MercuryPsychosocialStressPregnancyCortisolHPA axis

Cortisol is a hormone that is secreted by the adrenal cortex following activation of the hypothalamic-pituitary-adrenal (HPA) axis. Typically, cortisol secretion follows a diurnal pattern, such that cortisol levels are low overnight, begin to rise just before awakening, peak shortly after waking (~30-45 minutes), and subsequently decline throughout the day [1]. Cortisol plays a critical role in early development [2,3] and disruptions in prenatal maternal cortisol production may play a role in neurodevelopmental disorders, including impaired cognitive development, autism, and behavioral problems among offspring [4]. Consequently, understanding environmental contributors to altered maternal cortisol rhythms during pregnancy represents an important step towards preventing adverse outcomes in offspring.

Endocrine assessment, including glucocorticoid production, has been used in the detection of early or low-level effects of environmental stressors as a means of identifying individuals at risk for later health problems.

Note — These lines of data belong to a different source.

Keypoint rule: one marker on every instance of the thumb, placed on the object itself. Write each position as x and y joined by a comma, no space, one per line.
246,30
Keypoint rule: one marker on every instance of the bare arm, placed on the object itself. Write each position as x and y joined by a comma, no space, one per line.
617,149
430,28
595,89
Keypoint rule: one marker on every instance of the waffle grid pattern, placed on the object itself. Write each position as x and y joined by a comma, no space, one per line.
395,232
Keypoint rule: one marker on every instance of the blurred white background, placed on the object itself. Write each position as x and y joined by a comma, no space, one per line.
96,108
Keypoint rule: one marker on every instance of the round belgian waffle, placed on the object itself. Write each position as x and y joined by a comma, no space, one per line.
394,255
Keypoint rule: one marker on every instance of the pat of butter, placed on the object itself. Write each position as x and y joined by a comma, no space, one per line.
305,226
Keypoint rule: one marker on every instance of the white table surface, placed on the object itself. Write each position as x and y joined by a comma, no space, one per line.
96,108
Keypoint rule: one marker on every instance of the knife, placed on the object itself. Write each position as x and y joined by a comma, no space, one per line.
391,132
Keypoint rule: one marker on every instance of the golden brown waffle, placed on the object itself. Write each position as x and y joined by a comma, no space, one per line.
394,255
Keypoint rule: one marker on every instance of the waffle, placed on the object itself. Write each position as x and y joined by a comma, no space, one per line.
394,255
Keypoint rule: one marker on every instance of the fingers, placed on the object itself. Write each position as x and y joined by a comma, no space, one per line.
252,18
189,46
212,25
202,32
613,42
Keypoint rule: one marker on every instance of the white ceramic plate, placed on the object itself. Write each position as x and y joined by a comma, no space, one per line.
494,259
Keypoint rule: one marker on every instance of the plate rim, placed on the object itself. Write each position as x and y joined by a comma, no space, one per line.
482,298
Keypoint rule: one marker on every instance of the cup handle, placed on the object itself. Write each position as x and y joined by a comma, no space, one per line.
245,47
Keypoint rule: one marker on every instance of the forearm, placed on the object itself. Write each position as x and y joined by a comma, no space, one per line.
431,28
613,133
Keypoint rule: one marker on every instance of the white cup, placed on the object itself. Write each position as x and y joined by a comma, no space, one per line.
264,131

The HPA axis is subject to potential disruption by both non-chemical (social stressors) and chemical factors [5-8].

Previous research has shown that both the experience of acute and chronic psychological stressors is associated with altered cortisol output [8,9]. In general, adverse experiences (i.e., stress) with a chronic or cumulative nature most strongly influence child health risk, perhaps by producing a more sustained (i.e., trait-like) shift in HPA axis functioning. Moreover, social environmental factors, including greater life stress and stress correlates (e.g., anxiety, depression), have been linked to altered diurnal cortisol production among pregnant women [10-12]. Stress-elicited physiological responses vary and are influenced by characteristics of the stressor (e.g., magnitude, timing, chronicity). Under chronic stress, the HPA axis may operate at higher or lower levels compared to normal homeostasis [8]. Due to the complexity of cortisol metabolism, disruptions of homeostasis may manifest in a variety of ways, such as lower cortisol at awakening, an altered morning rise, or a slower decline over the day. Each in turn has been linked with adverse health outcomes. For example, altered prenatal cortisol production in pregnant mothers, particularly elevated levels later in the day, has been associated with adverse child outcomes including low birth weight, poorer cognition, and repeated wheeze [13-15].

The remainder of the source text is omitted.